- Education: Tulane University University of Pennsylvania University of North Carolina at Chapel Hill
- Scientific career
- Fields: Nutritional science
- Workplaces: UNC Gillings School of Global Public Health

= Penny Gordon-Larsen =

American professor of nutrition

Penny Gordon-Larsen is an obesity researcher. In July 2023, she was named Vice Chancellor for Research at the University of North Carolina at Chapel Hill after serving as Interim Vice Chancellor for Research from March 2022. She is the Carla Smith Chamblee Distinguished Professor of Global Nutrition at the UNC Gillings School of Global Public Health, where she served as associate dean for research from 2018 to 2022, and was also named a William R. Kenan Jr. Distinguished Professor on Sept. 1, 2023. She is also a Faculty Fellow at the Carolina Population Center. Dr. Gordon-Larsen's NIH-funded research portfolio focuses on individual-, household-, and community-level susceptibility to obesity and its cardiometabolic consequences, and her work ranges from molecular and genetic to environmental and societal-level factors.
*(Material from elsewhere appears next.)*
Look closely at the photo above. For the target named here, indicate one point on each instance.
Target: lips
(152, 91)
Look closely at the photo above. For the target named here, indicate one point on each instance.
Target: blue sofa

She was the 2015 president of The Obesity Society and a member of the National Institute of Diabetes and Digestive and Kidney Diseases Clinical Obesity Research Panel (CORP).

== Education ==
Gordon-Larsen completed a Bachelor of Arts in anthropology and psychology from Tulane University in 1989. She earned a Ph.D. in human biology from University of Pennsylvania in 1997. She completed postdoctoral training in nutritional epidemiology at University of North Carolina at Chapel Hill.

== Career ==
Much of her research focuses on issues related to ethnicity, disparities and development of obesity over the lifecycle, with attention to pathways linking environment and behavior to cardiometabolic risk. She has published on obesity as a multifactorial disease, neighborhood factors, and trends in obesity. Her newest collaborative research is a large collaborative project with 27 faculty from 16 departments, six schools, and five centers and institutes. The project focuses on understanding why two people who consume the same diets and exercise equally can have very different susceptibility to weight gain, with the aim of developing treatment approaches that go far beyond the "one-size-fits-all" approach that is so common. In November 2018, Gordon-Larsen was appointed the University of North Carolina Gillings School of Global Public Health's Associate Dean for Research as she stepped down as chair of the NIH Kidney, Nutrition, Obesity and Diabetes study section.

As the Carla Smith Chamblee Distinguished Professor of Global Nutrition, Gordon-Larsen led the Obesity Creativity Hub (Heterogeneity in Obesity Creativity Hub) "to bring researchers together to solve major societal problems." She also served on the NIDDK Advisory Council.

==Personal life==
Gordon-Larsen has two children and enjoys hiking in her free time.